En outre, le gouvernement des États-Unis a célébré la libération de 143 personnes illégalement détenues au Venezuela, mais a demandé à l'exécutif vénézuélien d'avancer de nouvelles libérations. La demande a été présentée lors de la séance tenue au siège de la Casa de las Americas à Washington.

Une séance de l'Organisation

L'ambassadeur américain Leandro Rizzuto a déclaré à l'organisation qu'« environ 1 000 personnes restent injustement détenues » et a demandé la libération immédiate de tous les prisonniers politiques.

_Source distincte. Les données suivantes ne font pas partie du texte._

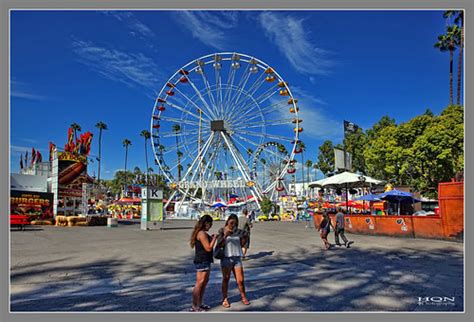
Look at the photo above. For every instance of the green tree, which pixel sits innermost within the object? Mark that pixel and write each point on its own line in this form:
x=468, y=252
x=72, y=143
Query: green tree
x=384, y=156
x=76, y=127
x=101, y=126
x=146, y=135
x=438, y=154
x=326, y=158
x=355, y=144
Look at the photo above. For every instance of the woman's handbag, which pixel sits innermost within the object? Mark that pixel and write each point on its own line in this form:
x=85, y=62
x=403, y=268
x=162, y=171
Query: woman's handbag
x=218, y=252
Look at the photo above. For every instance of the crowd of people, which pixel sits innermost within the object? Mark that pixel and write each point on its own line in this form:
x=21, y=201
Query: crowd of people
x=230, y=246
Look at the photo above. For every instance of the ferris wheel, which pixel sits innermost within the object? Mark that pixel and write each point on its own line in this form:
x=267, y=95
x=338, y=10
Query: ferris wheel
x=211, y=127
x=268, y=163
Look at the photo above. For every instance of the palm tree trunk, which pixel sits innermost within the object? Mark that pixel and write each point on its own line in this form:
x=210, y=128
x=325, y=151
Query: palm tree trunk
x=126, y=179
x=100, y=159
x=458, y=99
x=302, y=172
x=451, y=100
x=146, y=161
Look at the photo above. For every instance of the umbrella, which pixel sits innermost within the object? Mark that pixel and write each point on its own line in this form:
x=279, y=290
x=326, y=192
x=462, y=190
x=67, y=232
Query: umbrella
x=369, y=197
x=351, y=203
x=219, y=204
x=346, y=179
x=398, y=196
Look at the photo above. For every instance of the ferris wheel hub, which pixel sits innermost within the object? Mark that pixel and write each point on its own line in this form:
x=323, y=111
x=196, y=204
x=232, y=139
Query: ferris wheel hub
x=218, y=125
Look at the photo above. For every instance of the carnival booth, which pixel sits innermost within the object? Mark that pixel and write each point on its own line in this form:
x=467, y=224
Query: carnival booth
x=126, y=208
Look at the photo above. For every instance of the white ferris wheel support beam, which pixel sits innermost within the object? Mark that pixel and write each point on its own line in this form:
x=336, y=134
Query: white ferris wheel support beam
x=205, y=148
x=235, y=154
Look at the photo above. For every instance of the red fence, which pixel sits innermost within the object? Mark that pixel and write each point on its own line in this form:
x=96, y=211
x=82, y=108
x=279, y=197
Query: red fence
x=449, y=224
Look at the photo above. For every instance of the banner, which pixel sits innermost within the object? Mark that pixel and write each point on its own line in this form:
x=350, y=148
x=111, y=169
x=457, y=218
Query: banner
x=36, y=204
x=72, y=173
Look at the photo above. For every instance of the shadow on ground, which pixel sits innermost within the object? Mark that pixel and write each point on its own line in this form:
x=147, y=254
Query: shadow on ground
x=337, y=280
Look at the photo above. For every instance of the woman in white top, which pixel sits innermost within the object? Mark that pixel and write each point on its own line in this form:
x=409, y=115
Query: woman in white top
x=232, y=239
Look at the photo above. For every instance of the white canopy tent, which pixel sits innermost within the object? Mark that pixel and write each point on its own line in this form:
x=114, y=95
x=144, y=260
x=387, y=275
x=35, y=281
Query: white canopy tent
x=346, y=178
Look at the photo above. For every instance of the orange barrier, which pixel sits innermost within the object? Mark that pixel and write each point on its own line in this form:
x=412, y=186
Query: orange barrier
x=451, y=205
x=448, y=225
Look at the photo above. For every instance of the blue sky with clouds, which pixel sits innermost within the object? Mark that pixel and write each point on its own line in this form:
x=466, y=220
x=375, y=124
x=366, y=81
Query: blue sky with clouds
x=90, y=66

Rizzuto a déclaré : « Nous célébrons la récente libération de quelque 143 personnes injustement détenues (…) Environ un millier d'autres restent injustement détenus. Les États-Unis demandent et soutiennent la libération inconditionnelle de tous les prisonniers politiques injustement détenus.

Le diplomate a souligné que la résolution des arrestations politiques sera fondamentale pour le redressement et la réconciliation du Venezuela. Il a en outre averti que ceux qui participent à des violations des droits de l'homme doivent être tenus responsables de leurs actes, réitérant le soutien des États-Unis au peuple vénézuélien et aux institutions qui défendent la démocratie et l'État de droit dans la région.